I purse my lip and grab his arm. "Why? I like having parents, and I'm sure they'll like you too."

"In my experience, I find the fewer people you attach yourself to, or have for attachment's sake, the better off you are," he says. "Wang Yeo and my sister have moved on to their next and last lives, and while I find that I miss them they do not recall me, and are better off not remembering each other from their respective histories."

"It all sounds so sad, Mister," I say.

"Exactly." Then his eyes grow sharp, and he turns to me. His long fingers trace down my hair, stopping halfway down my head as though he expects my hair to be shorter. "But at least you came back to me." He swallows and peers into my eyes. "I missed you.

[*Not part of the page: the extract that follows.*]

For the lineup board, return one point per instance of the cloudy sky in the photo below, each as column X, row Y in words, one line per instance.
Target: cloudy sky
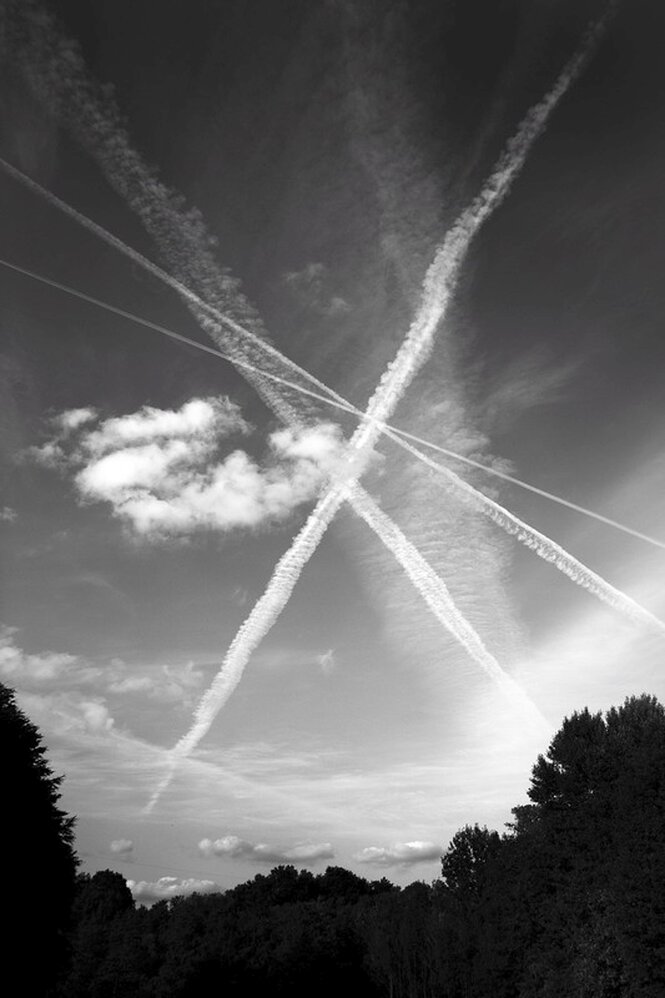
column 151, row 487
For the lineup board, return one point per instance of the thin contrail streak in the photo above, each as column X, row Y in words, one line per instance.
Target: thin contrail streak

Now we must start over."

"Start over!" I shake my head, grabbing his hand and folding it into my fingers. "No. I remember everything, Mister; we can just pick up where we left off. I'm going to stay by your side for a long time, you see. I have to leave for my plane now, but when we get home, we'll eat beef and be married and sing together just like we did before."

A smile once again creeps onto his face. "Of course."

Another thought occurs to me, and I gasp. "Mister! I haven't kissed you in a long time," I said. I reach up and press my lips tightly against his, unsure how to kiss him the way he did when he brought me home from Canada for the last time. But it's enough: he responds a little.

"It's still perfect," I say, then skip away. I have to catch my plane if I want to see him in Korea again. I turn and wave at him. "Sarangheo!" I call.

He just watches me as I leave, his gentle smile accenting his features. He doesn't turn away while he's in my sight; I hope he comes home quickly.

Yoo Kyung gives me an odd stare as we fly home. We came over because I described Canada to my school teacher—much kinder than my last one—and convinced her to raise the money for coming here, so my whole class is with me even though I just came over to find Ajhussi.

"Why are you so happy, Eun Tak?"

I smile. My birth name isn't Eun Tak in this lifetime, but at my request people usually call me by the name I'm familiar with. "I met someone," I say. "A friend of mine from Seoul."

When the plane takes off, I glance outside at Canada. I finger the maple leaf in my pocket, the one I plucked out of the sky for myself before I found Ajhussi.

"I haven't seen him in a while," I say. "But now I know he's all right, and I know how to find him."